The feedback was unanimous.
100%
rated the evening 5 out of 5
100%
felt welcomed, included, and said the event was designed with their needs in mind
100%
said they would attend a future Akanji Studio Wellness event
100%
said they would recommend our events to someone they know
"A lot of the time we can feel lonely and feel as though nobody knows what we're going through, so going to spaces like this and meeting likeminded warriors helps me heal and live with my chronic condition."
"I saw beauty in it."
What Connects All Seven
Each workshop was different in form. A sound bath. A poem. A breath. A script read aloud at the National Theatre. A book swap. An evening gathering. A conversation. But the thing people described, across all seven sessions, across all the feedback, was the same.
They felt safe. They felt seen. They felt less alone.

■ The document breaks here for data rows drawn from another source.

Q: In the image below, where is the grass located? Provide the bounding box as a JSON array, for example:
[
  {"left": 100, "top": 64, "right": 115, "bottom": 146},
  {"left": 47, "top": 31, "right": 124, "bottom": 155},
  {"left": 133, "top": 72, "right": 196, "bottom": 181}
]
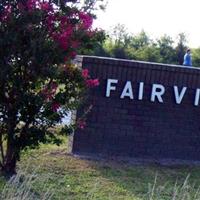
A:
[{"left": 0, "top": 137, "right": 200, "bottom": 200}]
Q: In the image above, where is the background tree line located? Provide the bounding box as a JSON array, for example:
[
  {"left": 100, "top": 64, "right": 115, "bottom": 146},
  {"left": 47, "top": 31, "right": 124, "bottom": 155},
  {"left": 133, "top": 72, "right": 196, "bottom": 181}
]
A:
[{"left": 83, "top": 24, "right": 200, "bottom": 67}]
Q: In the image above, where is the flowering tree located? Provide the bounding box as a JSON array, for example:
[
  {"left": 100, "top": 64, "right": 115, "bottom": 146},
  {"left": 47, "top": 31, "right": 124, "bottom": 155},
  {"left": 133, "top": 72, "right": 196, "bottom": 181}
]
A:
[{"left": 0, "top": 0, "right": 99, "bottom": 173}]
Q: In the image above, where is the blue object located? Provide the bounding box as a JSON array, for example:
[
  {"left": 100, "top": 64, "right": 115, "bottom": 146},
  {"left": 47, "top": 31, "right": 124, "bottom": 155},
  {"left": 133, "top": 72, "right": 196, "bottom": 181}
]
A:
[{"left": 183, "top": 53, "right": 192, "bottom": 66}]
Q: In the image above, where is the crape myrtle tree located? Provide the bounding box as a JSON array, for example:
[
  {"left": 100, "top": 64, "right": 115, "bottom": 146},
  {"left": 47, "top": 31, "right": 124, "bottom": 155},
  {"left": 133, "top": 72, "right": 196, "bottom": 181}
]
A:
[{"left": 0, "top": 0, "right": 100, "bottom": 173}]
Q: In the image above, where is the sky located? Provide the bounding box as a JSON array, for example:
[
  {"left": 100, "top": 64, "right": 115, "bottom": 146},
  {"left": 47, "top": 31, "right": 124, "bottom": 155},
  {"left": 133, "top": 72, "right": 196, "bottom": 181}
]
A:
[{"left": 94, "top": 0, "right": 200, "bottom": 48}]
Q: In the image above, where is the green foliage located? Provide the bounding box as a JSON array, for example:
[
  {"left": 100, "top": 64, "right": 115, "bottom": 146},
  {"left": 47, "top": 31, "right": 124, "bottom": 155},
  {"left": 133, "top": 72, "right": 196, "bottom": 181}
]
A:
[
  {"left": 0, "top": 0, "right": 103, "bottom": 173},
  {"left": 92, "top": 24, "right": 200, "bottom": 66},
  {"left": 0, "top": 141, "right": 200, "bottom": 200}
]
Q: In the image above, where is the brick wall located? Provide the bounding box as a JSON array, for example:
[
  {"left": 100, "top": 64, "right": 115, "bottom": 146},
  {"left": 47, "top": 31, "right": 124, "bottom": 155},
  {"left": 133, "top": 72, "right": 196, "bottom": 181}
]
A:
[{"left": 73, "top": 57, "right": 200, "bottom": 160}]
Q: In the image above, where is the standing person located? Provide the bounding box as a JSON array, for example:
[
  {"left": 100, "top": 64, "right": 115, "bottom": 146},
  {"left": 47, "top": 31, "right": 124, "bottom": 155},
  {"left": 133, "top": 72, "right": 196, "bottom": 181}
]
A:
[{"left": 183, "top": 49, "right": 192, "bottom": 66}]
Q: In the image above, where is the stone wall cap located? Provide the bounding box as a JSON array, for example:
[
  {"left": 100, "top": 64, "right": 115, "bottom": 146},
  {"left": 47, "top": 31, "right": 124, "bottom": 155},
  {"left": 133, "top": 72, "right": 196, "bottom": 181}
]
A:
[{"left": 76, "top": 55, "right": 200, "bottom": 71}]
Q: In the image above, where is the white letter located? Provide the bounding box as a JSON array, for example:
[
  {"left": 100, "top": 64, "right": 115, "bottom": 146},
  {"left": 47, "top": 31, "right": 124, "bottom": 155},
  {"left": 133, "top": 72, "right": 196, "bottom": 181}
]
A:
[
  {"left": 174, "top": 85, "right": 187, "bottom": 104},
  {"left": 151, "top": 84, "right": 165, "bottom": 103},
  {"left": 138, "top": 82, "right": 144, "bottom": 100},
  {"left": 120, "top": 81, "right": 133, "bottom": 99},
  {"left": 194, "top": 88, "right": 200, "bottom": 106},
  {"left": 106, "top": 79, "right": 118, "bottom": 97}
]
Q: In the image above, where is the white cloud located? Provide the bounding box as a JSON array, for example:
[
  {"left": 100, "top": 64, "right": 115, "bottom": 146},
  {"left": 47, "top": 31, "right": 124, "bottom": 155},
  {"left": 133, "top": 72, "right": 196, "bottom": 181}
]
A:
[{"left": 95, "top": 0, "right": 200, "bottom": 47}]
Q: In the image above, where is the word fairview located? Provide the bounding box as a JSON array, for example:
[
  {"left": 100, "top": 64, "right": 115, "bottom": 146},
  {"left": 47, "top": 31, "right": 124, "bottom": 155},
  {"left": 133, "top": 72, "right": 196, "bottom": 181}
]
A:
[{"left": 106, "top": 79, "right": 200, "bottom": 106}]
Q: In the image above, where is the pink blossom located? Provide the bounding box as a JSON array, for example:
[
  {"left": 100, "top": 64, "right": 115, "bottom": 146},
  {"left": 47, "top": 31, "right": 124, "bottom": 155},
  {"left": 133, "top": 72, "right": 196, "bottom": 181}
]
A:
[
  {"left": 51, "top": 102, "right": 60, "bottom": 112},
  {"left": 0, "top": 5, "right": 12, "bottom": 21},
  {"left": 71, "top": 41, "right": 80, "bottom": 49},
  {"left": 17, "top": 2, "right": 25, "bottom": 11},
  {"left": 82, "top": 69, "right": 89, "bottom": 79},
  {"left": 86, "top": 79, "right": 99, "bottom": 87},
  {"left": 40, "top": 2, "right": 53, "bottom": 11},
  {"left": 26, "top": 0, "right": 38, "bottom": 11},
  {"left": 79, "top": 12, "right": 93, "bottom": 29},
  {"left": 69, "top": 51, "right": 77, "bottom": 59},
  {"left": 77, "top": 119, "right": 86, "bottom": 129}
]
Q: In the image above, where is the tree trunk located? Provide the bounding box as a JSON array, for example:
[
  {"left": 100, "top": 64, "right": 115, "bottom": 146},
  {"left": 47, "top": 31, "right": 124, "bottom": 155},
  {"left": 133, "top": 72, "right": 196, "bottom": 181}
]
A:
[{"left": 2, "top": 139, "right": 17, "bottom": 175}]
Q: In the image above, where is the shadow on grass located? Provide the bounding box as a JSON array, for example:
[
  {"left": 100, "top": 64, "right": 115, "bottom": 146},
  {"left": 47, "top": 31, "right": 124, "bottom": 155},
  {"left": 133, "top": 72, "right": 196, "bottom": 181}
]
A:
[{"left": 0, "top": 146, "right": 200, "bottom": 200}]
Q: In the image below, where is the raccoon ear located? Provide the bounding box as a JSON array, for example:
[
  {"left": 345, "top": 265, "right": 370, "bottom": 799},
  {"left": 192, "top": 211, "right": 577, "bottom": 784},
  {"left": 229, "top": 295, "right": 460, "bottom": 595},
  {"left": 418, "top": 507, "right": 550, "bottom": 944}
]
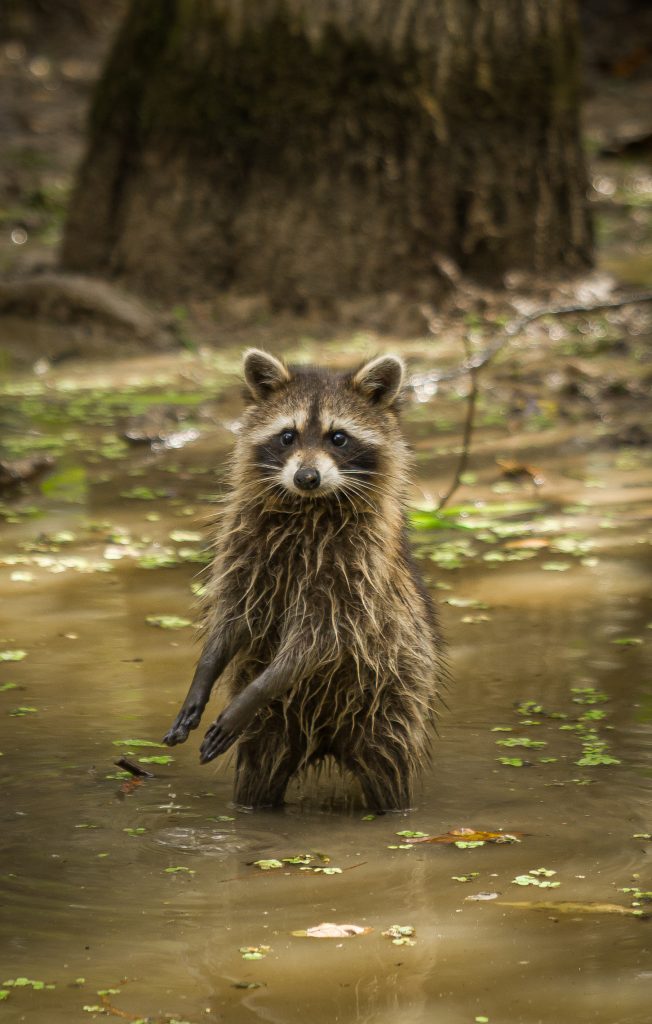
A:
[
  {"left": 351, "top": 355, "right": 405, "bottom": 407},
  {"left": 245, "top": 348, "right": 292, "bottom": 401}
]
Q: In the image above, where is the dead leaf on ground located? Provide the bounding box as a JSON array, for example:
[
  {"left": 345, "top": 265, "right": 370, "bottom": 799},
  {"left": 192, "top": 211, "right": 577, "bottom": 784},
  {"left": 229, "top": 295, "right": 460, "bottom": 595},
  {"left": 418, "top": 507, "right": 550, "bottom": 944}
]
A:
[
  {"left": 290, "top": 921, "right": 374, "bottom": 939},
  {"left": 495, "top": 459, "right": 546, "bottom": 487},
  {"left": 0, "top": 455, "right": 54, "bottom": 490},
  {"left": 405, "top": 828, "right": 527, "bottom": 845},
  {"left": 503, "top": 537, "right": 550, "bottom": 551}
]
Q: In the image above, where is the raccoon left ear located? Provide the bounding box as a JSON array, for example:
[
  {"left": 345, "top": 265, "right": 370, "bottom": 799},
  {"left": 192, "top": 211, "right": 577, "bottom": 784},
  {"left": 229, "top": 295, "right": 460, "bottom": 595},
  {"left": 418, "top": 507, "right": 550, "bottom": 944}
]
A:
[
  {"left": 245, "top": 348, "right": 292, "bottom": 401},
  {"left": 351, "top": 355, "right": 405, "bottom": 407}
]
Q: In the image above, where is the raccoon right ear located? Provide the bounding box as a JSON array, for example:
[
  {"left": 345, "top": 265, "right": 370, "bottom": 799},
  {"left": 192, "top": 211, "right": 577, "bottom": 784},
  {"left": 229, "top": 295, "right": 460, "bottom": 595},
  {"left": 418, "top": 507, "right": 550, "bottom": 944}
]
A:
[
  {"left": 351, "top": 355, "right": 405, "bottom": 407},
  {"left": 245, "top": 348, "right": 292, "bottom": 401}
]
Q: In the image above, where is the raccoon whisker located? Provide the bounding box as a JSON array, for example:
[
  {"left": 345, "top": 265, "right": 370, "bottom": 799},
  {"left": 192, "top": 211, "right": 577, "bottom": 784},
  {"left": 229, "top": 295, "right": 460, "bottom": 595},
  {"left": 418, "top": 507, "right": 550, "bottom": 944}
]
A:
[{"left": 341, "top": 481, "right": 380, "bottom": 515}]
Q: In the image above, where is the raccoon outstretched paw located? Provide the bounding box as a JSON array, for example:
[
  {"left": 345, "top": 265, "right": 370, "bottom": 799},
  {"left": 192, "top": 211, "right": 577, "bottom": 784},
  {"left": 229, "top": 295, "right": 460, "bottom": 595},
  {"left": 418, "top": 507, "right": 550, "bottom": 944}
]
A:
[
  {"left": 163, "top": 705, "right": 204, "bottom": 746},
  {"left": 200, "top": 715, "right": 240, "bottom": 765}
]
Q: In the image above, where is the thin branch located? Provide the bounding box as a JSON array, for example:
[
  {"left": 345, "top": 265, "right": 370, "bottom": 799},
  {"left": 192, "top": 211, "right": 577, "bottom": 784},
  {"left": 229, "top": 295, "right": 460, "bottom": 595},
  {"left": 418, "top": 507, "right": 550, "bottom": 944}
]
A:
[
  {"left": 421, "top": 292, "right": 652, "bottom": 512},
  {"left": 409, "top": 292, "right": 652, "bottom": 388},
  {"left": 437, "top": 337, "right": 480, "bottom": 512}
]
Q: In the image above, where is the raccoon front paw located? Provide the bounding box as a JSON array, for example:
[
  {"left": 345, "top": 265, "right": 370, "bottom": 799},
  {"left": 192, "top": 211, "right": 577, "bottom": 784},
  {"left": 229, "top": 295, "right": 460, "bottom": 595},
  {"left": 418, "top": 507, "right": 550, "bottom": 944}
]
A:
[
  {"left": 163, "top": 703, "right": 204, "bottom": 746},
  {"left": 200, "top": 713, "right": 242, "bottom": 765}
]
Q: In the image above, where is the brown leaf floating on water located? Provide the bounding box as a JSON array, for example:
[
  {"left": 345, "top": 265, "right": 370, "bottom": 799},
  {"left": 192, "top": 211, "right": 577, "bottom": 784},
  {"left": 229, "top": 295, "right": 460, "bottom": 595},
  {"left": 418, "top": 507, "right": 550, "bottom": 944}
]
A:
[
  {"left": 290, "top": 921, "right": 374, "bottom": 939},
  {"left": 495, "top": 459, "right": 546, "bottom": 487},
  {"left": 404, "top": 827, "right": 527, "bottom": 845}
]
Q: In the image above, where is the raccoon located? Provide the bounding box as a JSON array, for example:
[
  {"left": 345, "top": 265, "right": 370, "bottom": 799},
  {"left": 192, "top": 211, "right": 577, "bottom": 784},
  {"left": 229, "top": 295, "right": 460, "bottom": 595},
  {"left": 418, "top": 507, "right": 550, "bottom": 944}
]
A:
[{"left": 164, "top": 349, "right": 442, "bottom": 810}]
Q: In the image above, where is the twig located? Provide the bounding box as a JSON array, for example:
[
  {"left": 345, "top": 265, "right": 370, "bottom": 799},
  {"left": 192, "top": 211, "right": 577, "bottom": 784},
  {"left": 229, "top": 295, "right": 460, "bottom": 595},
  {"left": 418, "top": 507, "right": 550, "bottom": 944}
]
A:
[
  {"left": 437, "top": 338, "right": 480, "bottom": 512},
  {"left": 417, "top": 292, "right": 652, "bottom": 512}
]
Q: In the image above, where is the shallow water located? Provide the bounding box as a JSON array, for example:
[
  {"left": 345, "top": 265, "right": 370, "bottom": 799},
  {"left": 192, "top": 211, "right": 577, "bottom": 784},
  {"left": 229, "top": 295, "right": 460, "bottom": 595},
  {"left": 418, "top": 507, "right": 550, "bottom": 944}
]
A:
[{"left": 0, "top": 353, "right": 652, "bottom": 1024}]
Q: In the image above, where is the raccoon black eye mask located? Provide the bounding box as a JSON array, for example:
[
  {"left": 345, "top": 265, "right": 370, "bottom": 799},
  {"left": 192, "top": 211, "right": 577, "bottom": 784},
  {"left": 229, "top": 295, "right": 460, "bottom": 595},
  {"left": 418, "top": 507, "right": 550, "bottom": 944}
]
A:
[{"left": 164, "top": 349, "right": 442, "bottom": 809}]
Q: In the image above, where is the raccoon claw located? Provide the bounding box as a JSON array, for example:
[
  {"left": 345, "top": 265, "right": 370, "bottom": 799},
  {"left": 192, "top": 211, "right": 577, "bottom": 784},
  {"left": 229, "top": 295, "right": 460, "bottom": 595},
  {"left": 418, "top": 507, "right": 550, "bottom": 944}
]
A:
[
  {"left": 200, "top": 716, "right": 237, "bottom": 765},
  {"left": 163, "top": 705, "right": 204, "bottom": 746}
]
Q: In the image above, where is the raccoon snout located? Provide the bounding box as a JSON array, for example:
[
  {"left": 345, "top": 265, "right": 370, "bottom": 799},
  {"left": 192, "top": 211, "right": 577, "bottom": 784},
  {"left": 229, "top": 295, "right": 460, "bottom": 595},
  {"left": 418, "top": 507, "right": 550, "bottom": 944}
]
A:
[{"left": 294, "top": 466, "right": 321, "bottom": 490}]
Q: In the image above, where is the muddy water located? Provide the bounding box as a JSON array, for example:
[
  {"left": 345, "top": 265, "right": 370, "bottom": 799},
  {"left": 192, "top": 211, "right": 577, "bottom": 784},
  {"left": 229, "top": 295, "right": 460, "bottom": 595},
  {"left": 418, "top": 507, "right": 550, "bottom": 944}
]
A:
[{"left": 0, "top": 353, "right": 652, "bottom": 1024}]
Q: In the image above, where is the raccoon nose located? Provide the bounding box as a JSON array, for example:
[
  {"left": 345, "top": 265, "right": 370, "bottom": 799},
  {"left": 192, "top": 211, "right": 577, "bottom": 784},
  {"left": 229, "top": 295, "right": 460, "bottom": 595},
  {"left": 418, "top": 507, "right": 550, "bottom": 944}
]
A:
[{"left": 295, "top": 466, "right": 321, "bottom": 490}]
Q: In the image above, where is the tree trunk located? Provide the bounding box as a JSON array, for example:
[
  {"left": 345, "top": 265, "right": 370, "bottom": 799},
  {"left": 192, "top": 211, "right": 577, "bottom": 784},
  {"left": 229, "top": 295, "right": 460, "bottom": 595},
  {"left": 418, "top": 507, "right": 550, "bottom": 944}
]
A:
[{"left": 59, "top": 0, "right": 591, "bottom": 308}]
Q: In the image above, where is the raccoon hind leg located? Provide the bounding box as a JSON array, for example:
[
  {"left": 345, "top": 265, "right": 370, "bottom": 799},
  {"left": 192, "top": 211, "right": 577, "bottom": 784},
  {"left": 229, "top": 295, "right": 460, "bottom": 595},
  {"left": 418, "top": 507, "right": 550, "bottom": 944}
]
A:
[{"left": 233, "top": 720, "right": 301, "bottom": 807}]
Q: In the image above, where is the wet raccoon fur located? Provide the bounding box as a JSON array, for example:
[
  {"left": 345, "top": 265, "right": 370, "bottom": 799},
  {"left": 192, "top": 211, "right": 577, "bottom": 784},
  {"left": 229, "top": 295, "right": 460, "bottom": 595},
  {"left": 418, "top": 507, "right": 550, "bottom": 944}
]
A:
[{"left": 165, "top": 349, "right": 441, "bottom": 810}]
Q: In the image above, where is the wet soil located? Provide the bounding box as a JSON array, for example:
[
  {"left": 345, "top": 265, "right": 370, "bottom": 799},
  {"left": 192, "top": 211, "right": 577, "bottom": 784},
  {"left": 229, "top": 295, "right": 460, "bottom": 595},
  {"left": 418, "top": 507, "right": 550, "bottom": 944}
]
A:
[
  {"left": 0, "top": 325, "right": 652, "bottom": 1024},
  {"left": 0, "top": 14, "right": 652, "bottom": 1024}
]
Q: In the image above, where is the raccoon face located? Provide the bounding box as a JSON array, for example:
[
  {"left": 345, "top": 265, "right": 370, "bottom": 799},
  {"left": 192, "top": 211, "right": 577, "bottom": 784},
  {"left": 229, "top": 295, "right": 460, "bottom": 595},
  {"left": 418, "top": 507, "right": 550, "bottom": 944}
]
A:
[{"left": 243, "top": 349, "right": 404, "bottom": 504}]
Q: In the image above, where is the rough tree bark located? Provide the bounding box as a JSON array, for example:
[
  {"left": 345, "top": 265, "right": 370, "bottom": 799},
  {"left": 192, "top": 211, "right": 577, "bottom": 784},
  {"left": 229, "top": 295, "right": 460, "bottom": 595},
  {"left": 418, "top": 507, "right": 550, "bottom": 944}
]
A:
[{"left": 62, "top": 0, "right": 591, "bottom": 308}]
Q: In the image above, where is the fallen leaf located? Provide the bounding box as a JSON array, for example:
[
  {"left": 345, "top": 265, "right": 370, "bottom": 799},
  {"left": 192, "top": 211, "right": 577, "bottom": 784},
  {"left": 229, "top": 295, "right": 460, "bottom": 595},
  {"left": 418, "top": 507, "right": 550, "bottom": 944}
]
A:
[
  {"left": 290, "top": 922, "right": 374, "bottom": 939},
  {"left": 407, "top": 828, "right": 526, "bottom": 845}
]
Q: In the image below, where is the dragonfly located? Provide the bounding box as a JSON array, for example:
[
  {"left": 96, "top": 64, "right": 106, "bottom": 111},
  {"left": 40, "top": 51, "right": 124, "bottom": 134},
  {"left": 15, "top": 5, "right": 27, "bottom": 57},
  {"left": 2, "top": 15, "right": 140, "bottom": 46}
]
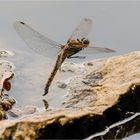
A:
[{"left": 14, "top": 18, "right": 115, "bottom": 96}]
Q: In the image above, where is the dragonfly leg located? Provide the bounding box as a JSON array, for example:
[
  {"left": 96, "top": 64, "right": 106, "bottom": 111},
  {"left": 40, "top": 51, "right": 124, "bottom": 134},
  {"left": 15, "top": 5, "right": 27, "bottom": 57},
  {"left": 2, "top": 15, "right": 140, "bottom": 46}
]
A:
[{"left": 68, "top": 56, "right": 86, "bottom": 59}]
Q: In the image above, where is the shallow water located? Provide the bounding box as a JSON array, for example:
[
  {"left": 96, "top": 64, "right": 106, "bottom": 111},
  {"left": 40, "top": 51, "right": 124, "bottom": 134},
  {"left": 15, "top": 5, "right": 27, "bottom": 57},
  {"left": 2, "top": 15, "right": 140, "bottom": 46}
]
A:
[{"left": 0, "top": 1, "right": 140, "bottom": 139}]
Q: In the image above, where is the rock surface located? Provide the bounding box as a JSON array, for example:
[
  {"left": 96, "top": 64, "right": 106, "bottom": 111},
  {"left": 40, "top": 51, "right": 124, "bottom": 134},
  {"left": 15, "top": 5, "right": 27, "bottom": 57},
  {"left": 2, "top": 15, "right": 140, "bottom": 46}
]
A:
[{"left": 0, "top": 52, "right": 140, "bottom": 139}]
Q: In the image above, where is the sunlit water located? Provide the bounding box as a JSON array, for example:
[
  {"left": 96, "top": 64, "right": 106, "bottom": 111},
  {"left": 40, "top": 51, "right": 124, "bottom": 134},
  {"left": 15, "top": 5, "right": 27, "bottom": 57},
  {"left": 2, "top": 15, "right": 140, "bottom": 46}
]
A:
[{"left": 0, "top": 1, "right": 140, "bottom": 139}]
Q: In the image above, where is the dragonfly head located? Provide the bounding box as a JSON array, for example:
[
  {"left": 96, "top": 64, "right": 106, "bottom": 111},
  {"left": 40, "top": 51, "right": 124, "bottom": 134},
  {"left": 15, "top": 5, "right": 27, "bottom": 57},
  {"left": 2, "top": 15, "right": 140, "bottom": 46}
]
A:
[{"left": 81, "top": 38, "right": 90, "bottom": 45}]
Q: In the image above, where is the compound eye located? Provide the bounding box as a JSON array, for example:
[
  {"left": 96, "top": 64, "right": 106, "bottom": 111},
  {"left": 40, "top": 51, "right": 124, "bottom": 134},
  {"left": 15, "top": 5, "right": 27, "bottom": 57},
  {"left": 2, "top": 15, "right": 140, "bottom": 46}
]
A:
[
  {"left": 83, "top": 39, "right": 89, "bottom": 44},
  {"left": 81, "top": 37, "right": 85, "bottom": 42}
]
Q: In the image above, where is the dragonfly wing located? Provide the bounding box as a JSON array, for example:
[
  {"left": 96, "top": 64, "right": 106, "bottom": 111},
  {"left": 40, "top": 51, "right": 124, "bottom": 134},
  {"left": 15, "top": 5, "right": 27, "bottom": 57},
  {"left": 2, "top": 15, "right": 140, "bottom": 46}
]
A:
[
  {"left": 68, "top": 18, "right": 92, "bottom": 40},
  {"left": 79, "top": 46, "right": 115, "bottom": 55},
  {"left": 14, "top": 21, "right": 62, "bottom": 58}
]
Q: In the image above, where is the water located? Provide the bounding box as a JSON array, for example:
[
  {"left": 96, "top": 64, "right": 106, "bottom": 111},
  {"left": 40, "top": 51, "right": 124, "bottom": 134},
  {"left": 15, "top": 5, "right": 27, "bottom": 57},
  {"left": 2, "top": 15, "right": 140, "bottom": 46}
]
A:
[{"left": 0, "top": 1, "right": 140, "bottom": 139}]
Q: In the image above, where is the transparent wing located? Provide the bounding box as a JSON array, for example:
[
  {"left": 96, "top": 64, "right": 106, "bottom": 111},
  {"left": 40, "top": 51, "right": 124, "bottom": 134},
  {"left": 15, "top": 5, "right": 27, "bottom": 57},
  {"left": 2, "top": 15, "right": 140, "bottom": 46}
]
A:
[
  {"left": 79, "top": 46, "right": 115, "bottom": 55},
  {"left": 68, "top": 18, "right": 92, "bottom": 40},
  {"left": 14, "top": 21, "right": 62, "bottom": 58}
]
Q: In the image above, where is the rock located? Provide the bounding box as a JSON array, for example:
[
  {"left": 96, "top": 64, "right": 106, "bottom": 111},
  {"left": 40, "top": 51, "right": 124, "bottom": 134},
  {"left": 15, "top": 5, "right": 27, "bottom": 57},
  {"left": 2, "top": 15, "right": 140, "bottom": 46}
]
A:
[
  {"left": 0, "top": 52, "right": 140, "bottom": 139},
  {"left": 57, "top": 81, "right": 67, "bottom": 89},
  {"left": 9, "top": 105, "right": 37, "bottom": 117}
]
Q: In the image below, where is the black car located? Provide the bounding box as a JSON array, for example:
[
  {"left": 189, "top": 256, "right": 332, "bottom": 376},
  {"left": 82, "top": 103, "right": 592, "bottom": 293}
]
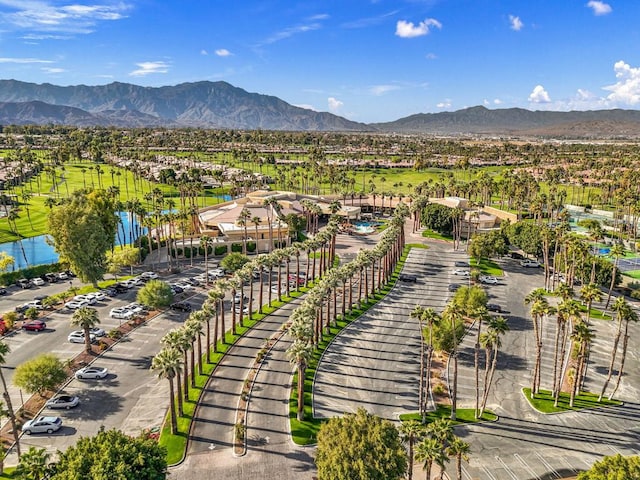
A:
[
  {"left": 398, "top": 273, "right": 418, "bottom": 283},
  {"left": 169, "top": 302, "right": 191, "bottom": 312}
]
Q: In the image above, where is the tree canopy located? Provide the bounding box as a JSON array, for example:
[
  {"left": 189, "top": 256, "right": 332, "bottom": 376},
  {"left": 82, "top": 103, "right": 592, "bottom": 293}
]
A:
[
  {"left": 136, "top": 280, "right": 173, "bottom": 308},
  {"left": 13, "top": 353, "right": 67, "bottom": 394},
  {"left": 48, "top": 190, "right": 118, "bottom": 285},
  {"left": 316, "top": 408, "right": 407, "bottom": 480},
  {"left": 50, "top": 430, "right": 167, "bottom": 480}
]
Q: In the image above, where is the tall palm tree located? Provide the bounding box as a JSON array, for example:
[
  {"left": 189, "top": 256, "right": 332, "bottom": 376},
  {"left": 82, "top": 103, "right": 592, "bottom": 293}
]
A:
[
  {"left": 604, "top": 243, "right": 626, "bottom": 309},
  {"left": 447, "top": 437, "right": 471, "bottom": 480},
  {"left": 287, "top": 339, "right": 314, "bottom": 422},
  {"left": 398, "top": 420, "right": 426, "bottom": 480},
  {"left": 15, "top": 447, "right": 51, "bottom": 480},
  {"left": 569, "top": 322, "right": 595, "bottom": 407},
  {"left": 416, "top": 438, "right": 447, "bottom": 480},
  {"left": 598, "top": 297, "right": 630, "bottom": 402},
  {"left": 151, "top": 348, "right": 182, "bottom": 435},
  {"left": 580, "top": 283, "right": 602, "bottom": 325},
  {"left": 71, "top": 307, "right": 100, "bottom": 353},
  {"left": 0, "top": 342, "right": 20, "bottom": 458}
]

For people living with long-term health conditions, that is not a small thing. Isolation is one of the most consistent and under-acknowledged experiences of chronic illness. When you spend significant energy managing your body, explaining yourself, resting, recovering, the world can quietly shrink around you.
These workshops push back against that.
What's Coming Next
Our programme runs through to early 2027. Next: Blends & Blooms on 18 April 2026 at Rosetta Arts, facilitated by Soul Play Ground, a sensory workshop blending tea-making and watercolour painting. Free, capped at 25.
This work is made possible by the National Lottery Community Fund.